Ellerinde döviz ve pankartlarla İstanbul'daki Çin Konsolosluğu yakınında toplanan bir grup Uygur Türkü, uzun süredir haber alamadıkları aile ve yakınlarının akıbeti için eylem yaptı. Grup, Çin'deki gözaltı kamplarında tutulmasından korktukları aile üyeleri hakkında bilgi talep etti.
Grup adına basın açıklamasını okuyan Salih Emin, uzun yıllardır "Çin'in, Uygur Türklerine yönelik baskıcı ve ayrımcı bir politika uyguladığını" anlatarak, artık dünyanın bunu durdurması gerektiğini söyledi.
"AİLELERLE İLETİŞİM KURULMASI TEMEL İNSAN HAKKI"
Emin, kişilerin aileleriyle iletişim kurmasının temel bir insan hakkı olduğunu vurgulayarak, Çin'in bu hakkı ihlal ettiğini ve itirazları önemsemediğini belirtti.
Türk ve Müslüman olduklarını ifade eden Salih Emin, "Çin devleti, insan hakları örgütlerinin, ülkede araştırmasını istemiyor. Çünkü korkuyor. Orada olan soykırım gerçektir.
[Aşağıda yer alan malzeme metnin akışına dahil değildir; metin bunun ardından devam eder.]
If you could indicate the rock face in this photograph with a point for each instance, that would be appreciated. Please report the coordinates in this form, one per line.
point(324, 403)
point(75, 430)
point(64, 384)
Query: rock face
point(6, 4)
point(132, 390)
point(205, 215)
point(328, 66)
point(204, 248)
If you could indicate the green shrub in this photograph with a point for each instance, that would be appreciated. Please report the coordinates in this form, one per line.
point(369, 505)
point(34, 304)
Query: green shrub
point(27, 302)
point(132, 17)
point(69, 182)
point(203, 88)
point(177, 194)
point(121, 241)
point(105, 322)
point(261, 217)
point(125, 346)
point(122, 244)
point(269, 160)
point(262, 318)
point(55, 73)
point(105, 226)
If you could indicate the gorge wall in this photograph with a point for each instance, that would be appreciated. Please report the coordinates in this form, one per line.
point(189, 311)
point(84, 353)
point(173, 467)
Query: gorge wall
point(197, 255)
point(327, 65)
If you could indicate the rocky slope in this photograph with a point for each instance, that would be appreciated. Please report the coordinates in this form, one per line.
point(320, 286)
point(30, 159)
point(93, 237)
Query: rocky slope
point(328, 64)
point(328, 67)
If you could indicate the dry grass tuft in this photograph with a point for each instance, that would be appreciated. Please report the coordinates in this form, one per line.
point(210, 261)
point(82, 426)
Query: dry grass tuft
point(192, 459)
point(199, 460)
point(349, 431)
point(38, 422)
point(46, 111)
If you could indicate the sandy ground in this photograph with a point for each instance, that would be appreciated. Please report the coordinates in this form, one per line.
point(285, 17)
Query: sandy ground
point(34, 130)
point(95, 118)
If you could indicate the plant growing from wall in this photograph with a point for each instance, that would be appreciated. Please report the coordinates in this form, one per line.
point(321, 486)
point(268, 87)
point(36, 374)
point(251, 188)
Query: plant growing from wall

Gerçek olduğunu dünyanın bilmesini istemiyor." dedi.
TÜRK AKADEMİSYENLER DESTEK VERDİ
Öte yandan Türk akademisyenler, Çin'in Sincan Uygur Özerk Bölgesi'nde yaşayan yakınlarından haber alamayan Uygur Türklerine destek vermek amacıyla Çin'in Ankara Büyükelçiliği önünde basın açıklaması yaptı.
Büyükelçilik önündeki basın açıklamasına, Hacı Bayram Veli Üniversitesi öğretim üyeleri İlyas Doğan, Abdürreşit Celil Karluk, Tevfik Erdem ile Kırıkkale Üniversitesi Öğretim Üyesi Çağatay Sarp katıldı.
Doğan, burada yaptığı konuşmada, Uygur Türklerine yönelik Çin'in tutumuna ses çıkarmayanları eleştirerek, "İçinde bulundukları sessizlik ve suskunluk gelecekte tarihi olarak cevap veremeyeceğimiz bir onur sorununa yol açmaktadır." dedi.
EYLEMLERE İZİN VERİLMESİ ÇAĞRISI
Özellikle son 1,5 yılda Çin'deki kamplara alındığı iddia edilen yakınlarına ulaşmak isteyenlerin başlattığı tanıklık videolarına basının da ilgi göstermediğini belirten Doğan, Çin'in Ankara Büyükelçiliği önünde aile nöbeti tutan 9 Uygur Türkü'ne eylem izni verilmemesine de değindi.
Doğan, bu kişilerin kaldıkları aparttan dışarı çıkarılmadığını aktararak, bir hukukçu olarak bu uygulama nedeniyle Ankara Cumhuriyet Başsavcılığına başvuracağını söyledi.